= Wangcheng Economic and Technological Development Zone =

Wangcheng Economic and Technological Development Zone (望城经济技术开发区 (望城經濟技術開發區, Wàngchéng Jīngjì Jìshù Kāifāqū); abbr: WETZ) is an economic and technical development zone (ETZ) in Wangcheng District of Changsha City, Hunan Province, China, one of four ETZs at state level in Changsha. It was established on 13 July 2000, its old name is the High - Tech Food Industrial Base of Hunan Province (湖南省高科技食品工业基地), similar to a development zone at provincial level; renamed to the present name on 21 July 2006. It was upgraded to an ETZ at state level on 15 February 2014.

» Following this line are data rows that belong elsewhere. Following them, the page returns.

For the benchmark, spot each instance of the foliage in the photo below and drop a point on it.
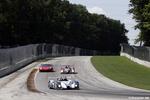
(58, 21)
(141, 13)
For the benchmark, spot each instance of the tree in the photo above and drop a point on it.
(140, 10)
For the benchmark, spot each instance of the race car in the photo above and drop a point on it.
(68, 70)
(63, 84)
(46, 68)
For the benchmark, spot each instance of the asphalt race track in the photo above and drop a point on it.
(93, 85)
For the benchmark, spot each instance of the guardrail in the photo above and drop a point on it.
(12, 59)
(139, 52)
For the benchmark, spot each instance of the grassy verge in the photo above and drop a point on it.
(123, 70)
(30, 81)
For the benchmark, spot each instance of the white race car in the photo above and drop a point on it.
(63, 84)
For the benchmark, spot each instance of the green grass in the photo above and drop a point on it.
(123, 70)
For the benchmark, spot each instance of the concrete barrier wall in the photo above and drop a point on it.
(137, 54)
(13, 59)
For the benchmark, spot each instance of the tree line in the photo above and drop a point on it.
(141, 13)
(58, 21)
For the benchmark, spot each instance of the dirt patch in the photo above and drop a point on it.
(30, 81)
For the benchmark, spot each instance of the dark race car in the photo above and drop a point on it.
(63, 84)
(46, 68)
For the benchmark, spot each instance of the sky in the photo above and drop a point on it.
(115, 9)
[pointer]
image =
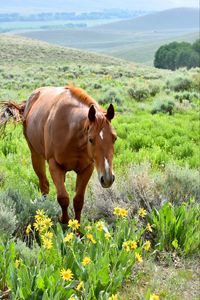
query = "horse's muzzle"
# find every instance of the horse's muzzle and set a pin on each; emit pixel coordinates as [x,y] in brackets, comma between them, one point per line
[107,181]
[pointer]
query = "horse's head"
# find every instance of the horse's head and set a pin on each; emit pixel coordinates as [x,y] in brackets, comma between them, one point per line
[101,138]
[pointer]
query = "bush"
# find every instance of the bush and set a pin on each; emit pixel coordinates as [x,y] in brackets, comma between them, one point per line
[163,105]
[178,84]
[176,228]
[186,96]
[110,97]
[179,184]
[139,93]
[8,220]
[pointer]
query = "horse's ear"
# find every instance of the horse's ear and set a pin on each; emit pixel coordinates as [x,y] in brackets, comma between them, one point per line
[110,112]
[91,113]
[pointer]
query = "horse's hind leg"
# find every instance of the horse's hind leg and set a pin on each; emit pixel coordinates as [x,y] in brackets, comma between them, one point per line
[81,183]
[38,163]
[58,176]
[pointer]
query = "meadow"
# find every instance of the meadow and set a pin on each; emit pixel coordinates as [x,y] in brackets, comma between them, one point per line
[143,238]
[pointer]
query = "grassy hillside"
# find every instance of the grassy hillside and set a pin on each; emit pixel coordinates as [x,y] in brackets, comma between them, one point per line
[155,197]
[176,18]
[135,40]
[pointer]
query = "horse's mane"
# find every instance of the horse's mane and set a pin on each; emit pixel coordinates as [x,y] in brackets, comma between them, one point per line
[82,96]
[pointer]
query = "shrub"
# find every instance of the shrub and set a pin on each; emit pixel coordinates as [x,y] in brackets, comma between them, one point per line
[23,209]
[8,220]
[163,105]
[179,184]
[176,228]
[110,97]
[186,96]
[154,89]
[179,84]
[139,93]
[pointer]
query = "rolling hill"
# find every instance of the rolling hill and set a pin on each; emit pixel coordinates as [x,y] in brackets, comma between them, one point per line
[177,18]
[135,40]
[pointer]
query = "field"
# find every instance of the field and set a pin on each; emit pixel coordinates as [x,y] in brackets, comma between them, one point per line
[135,40]
[143,238]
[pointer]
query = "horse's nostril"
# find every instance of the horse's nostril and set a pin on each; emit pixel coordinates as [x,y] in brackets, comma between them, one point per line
[102,180]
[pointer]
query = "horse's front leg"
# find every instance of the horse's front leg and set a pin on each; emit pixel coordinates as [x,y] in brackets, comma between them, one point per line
[81,183]
[58,176]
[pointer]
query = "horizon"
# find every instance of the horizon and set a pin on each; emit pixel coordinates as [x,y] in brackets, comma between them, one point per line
[36,6]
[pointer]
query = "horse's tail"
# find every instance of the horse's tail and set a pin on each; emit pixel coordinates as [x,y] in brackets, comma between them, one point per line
[16,112]
[11,111]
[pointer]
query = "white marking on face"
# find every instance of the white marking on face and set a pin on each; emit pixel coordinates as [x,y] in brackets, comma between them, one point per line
[101,134]
[107,166]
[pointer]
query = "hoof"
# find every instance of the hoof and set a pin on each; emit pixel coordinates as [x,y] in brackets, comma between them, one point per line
[63,220]
[44,198]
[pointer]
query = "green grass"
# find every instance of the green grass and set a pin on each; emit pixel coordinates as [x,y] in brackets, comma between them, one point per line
[159,139]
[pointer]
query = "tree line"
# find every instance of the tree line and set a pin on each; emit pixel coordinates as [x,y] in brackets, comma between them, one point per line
[176,55]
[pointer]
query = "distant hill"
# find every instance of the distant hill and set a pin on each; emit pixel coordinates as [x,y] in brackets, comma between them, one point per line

The Wangcheng ETZ is located in the south west of the seat of Wangcheng District, it covers Baishazhou, Huangjinyuan, Jinshanqiao and Wushan 4 subdistricts. It has an approved area of 6.33 km2 and a planning area of 59.6 km2. The dominant industries in the zone are non-ferrous metal new materials, food, electronic information and business logistics. As of 2015, there are 635 registered enterprises, 32 of the total are public or the global Top500 companies. The total industrial gross output in the zone hits 77 billion yuan (US$12.36 billion) and the industrial added value is 20 billion yuan (US$3.21 billion). In 2016, its total gross output of scale-sized industries reaches 90 billion yuan (US$13.55 billion).